Telemedicine Doesn't Define Me, It Enables Me

Telemedicine enables me

I hate telemedicine. Actually, to be more specific, I hate the word, telemedicine. It conjures visions of technology, not care—something futuristic, expensive, something only for people far away.

However, at it’s core, telemedicine is an opportunity to change how we care for each other by bringing people together in time, enabling “reassurance” when we or a loved one is most vulnerable.

Most people think of telemedicine as two people brought together over video for care. In healthcare there are advantages of video over voice. Looking another person in the eye, even via a monitor, provides the blink, the sense for the provider of the patient’s over all health. And for the patient, there is a sense of comfort, that the other person sees me, understands me. However, video alone is not the answer. 

To truly transform care, the technology has evolved, incorporating other forms of communication and workflow requirements. Texting and voice are the methods of choice for providers to talk to other providers and for providers to talk to patients.

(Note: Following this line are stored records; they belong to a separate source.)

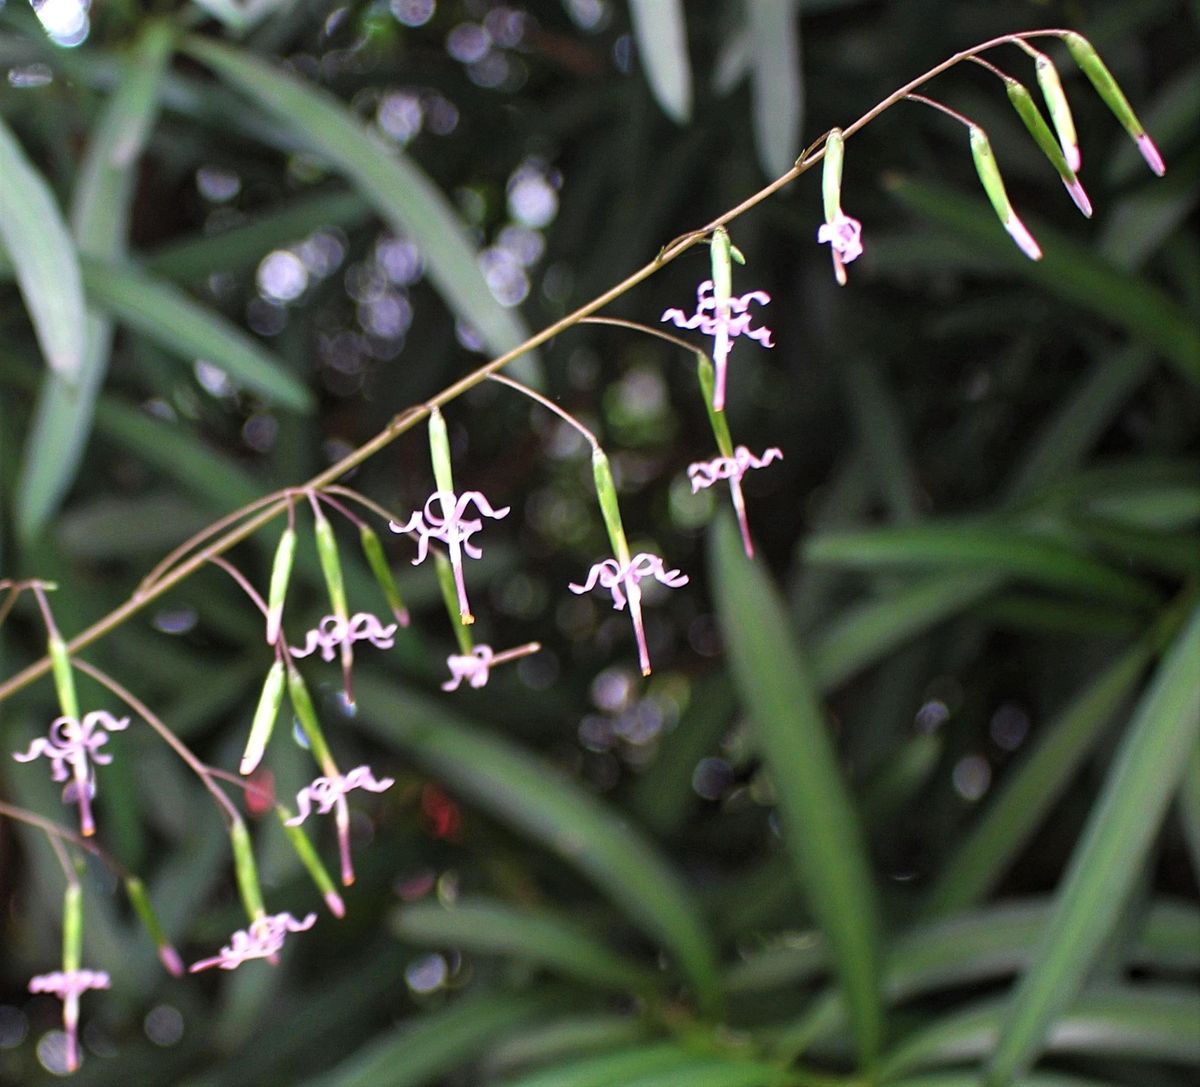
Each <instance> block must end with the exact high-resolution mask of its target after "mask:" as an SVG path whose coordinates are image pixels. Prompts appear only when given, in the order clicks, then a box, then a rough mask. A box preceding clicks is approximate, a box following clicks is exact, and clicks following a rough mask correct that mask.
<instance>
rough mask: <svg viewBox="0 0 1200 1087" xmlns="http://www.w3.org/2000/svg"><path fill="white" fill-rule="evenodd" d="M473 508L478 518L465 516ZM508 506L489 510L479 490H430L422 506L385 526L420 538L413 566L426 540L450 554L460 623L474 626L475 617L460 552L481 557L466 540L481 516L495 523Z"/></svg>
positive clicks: (491, 505)
mask: <svg viewBox="0 0 1200 1087" xmlns="http://www.w3.org/2000/svg"><path fill="white" fill-rule="evenodd" d="M472 505H474V508H475V511H476V512H478V514H479V515H480V516H479V517H467V516H466V515H467V511H468V509H469V508H470V506H472ZM509 510H510V506H504V508H503V509H499V510H497V509H493V508H492V504H491V503H490V502H488V500H487V499H486V498H485V497H484V496H482V493H481V492H479V491H463V493H462V494H455V493H454V492H452V491H434V492H433V493H432V494H431V496H430V497H428V498H427V499H426V500H425V506H424V509H421V510H418V511H416V512H414V514H413V516H412V517H409V518H408V521H407V522H404V524H397V523H396V522H395V521H392V522H390V524H389V527H390V528H391V530H392V532H394V533H413V532H415V533H416V534H418V536H419V538H420V539H419V540H418V542H416V558H415V559H413V565H414V566H416V565H419V564H420V563H424V561H425V559H426V558H427V557H428V552H430V540H431V539H433V540H440V541H442V542H443V543H445V545H446V548H448V549H449V552H450V565H451V566H452V567H454V578H455V588H456V589H457V591H458V613H460V615H461V618H462V621H463V623H474V621H475V617H474V615H473V614H472V613H470V602H469V601H468V600H467V583H466V581H464V579H463V572H462V553H463V552H466V553H467V555H468V557H469V558H473V559H478V558H482V555H484V552H482V549H481V548H480V547H479V546H478V545H475V543H472V542H470V538H472V536H473V535H474V534H475V533H478V532H479V530H480V529H481V528H482V527H484V522H482V520H481V518H482V517H492V518H493V520H499V518H500V517H506V516H508V515H509Z"/></svg>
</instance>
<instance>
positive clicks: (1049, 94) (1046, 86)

Workflow—the ability to schedule and to have comfort there will be someone to answer the “call”—is now part of the solution.

Innovative Telemedicine in Arizona: Three Recent Examples

Banner iCare™ Intensive Care

Back in 2006, Banner Health began to build their Electronic Intensive Care Unit (eICU). This virtual hospital now manages over 400 patients in ICUs spread across the country.

The solutions leverage advanced technology, and include video and biometric information that is constantly monitored by a second team of remote doctors and nurses. Although this would seem to drive up costs, Deb Dahl, VP of Patient Care Innovation for Banner Health, notes they have been able to save an over $70 million per year while significantly improving outcomes. 

In one poignant example, a young doctor fresh out of medical school was walked through a procedure by the remote team saving the patient’s life.

Note, in this case, telemedicine is used for continuous, but remote care; it is an integral part of the patient’s care, rather than an isolated event.

St. Joseph's Hospital and Medical Center

At my hospital, St. Joseph’s, which is part of Dignity Healthcare, there was an issue related to Emergency Department (ED) triage and throughput.

The hospital was managing over 60 call schedules for the specialists. As with most hospitals, these call schedules were paper-based and constantly changing. The final copies were distributed at 3:00 PM each day, but often unreliable do to late-day physician changes. Even when correct, the call schedules gave a phone number, but no way to document that the call was made, what time and if the other responsible person was reached.

St. Joe’s has now moved to implement a novel system of communication. Although the system can scale to video communication, bringing the physician into the ED over their PDA securely, it is primarily being used to quickly find and message the right person at the right time. 

This mobile strategy for collaboration is being adopted by Dignity Healthcare Accountable Care Organization with thousands of physicians being enrolled.

Arizona Palliative Home Care

In the case of Arizona Palliative Home Care (AZPHC), part of Hospice of the Valley (HOV), telemedicine solved an issue related to home rather than hospital.

With over a thousand patients in their network, AZPHC was looking ways to scale their limited resources. With each home visit taking over two and half hours of physician time, AZPHC leveraged social workers with iPads to bring their doctors in for advice. 

Lee Ann Black, Director of Strategic Planning for HOV, reports this resulted in a 57% and 52% reduction in hospitalizations and ED visits respectively for 266 patients managed with this novel strategy. 

Note, no big boxes, no dedicated networks – just nurses and social workers with iPads and cell service enabling better care.

Reassurance, Collaboration                      

Each of these examples demonstrates technology—telemedicine—transforms care. Each has a business model without a billing code. For the latter two, there are no issues of licensure. In fact, the St. Joe’s use is within the same building rather than down the road or out of state. 

America has a healthcare crisis. Part of the answer is better information, but another part is better collaboration. These tools should not be limited to geographies or only certain diseases. I have no interest in technology but I do care deeply about enabling reassurance, addressing fear and anxiety through improved collaboration.

About the Author

Alan Pitt's picture

Dr. Alan Pitt is a Professor of Neuroradiology at the Barrow Neurological Institute in Phoenix. He is the current healthcare representative to the Digital Arizona Council, a group organized by Arizona’s CIO, an Adjunct Professor for the ASU College of Nursing and Health Innovation and the University of Arizona College of Medicine School of Public Health in Phoenix. Dr. Pitt is also a regular speaker at the state and national level on issues related to patient engagement and technology. Most recently, he has taken on the role of CMIO for Avizia, a global telemedicine provider.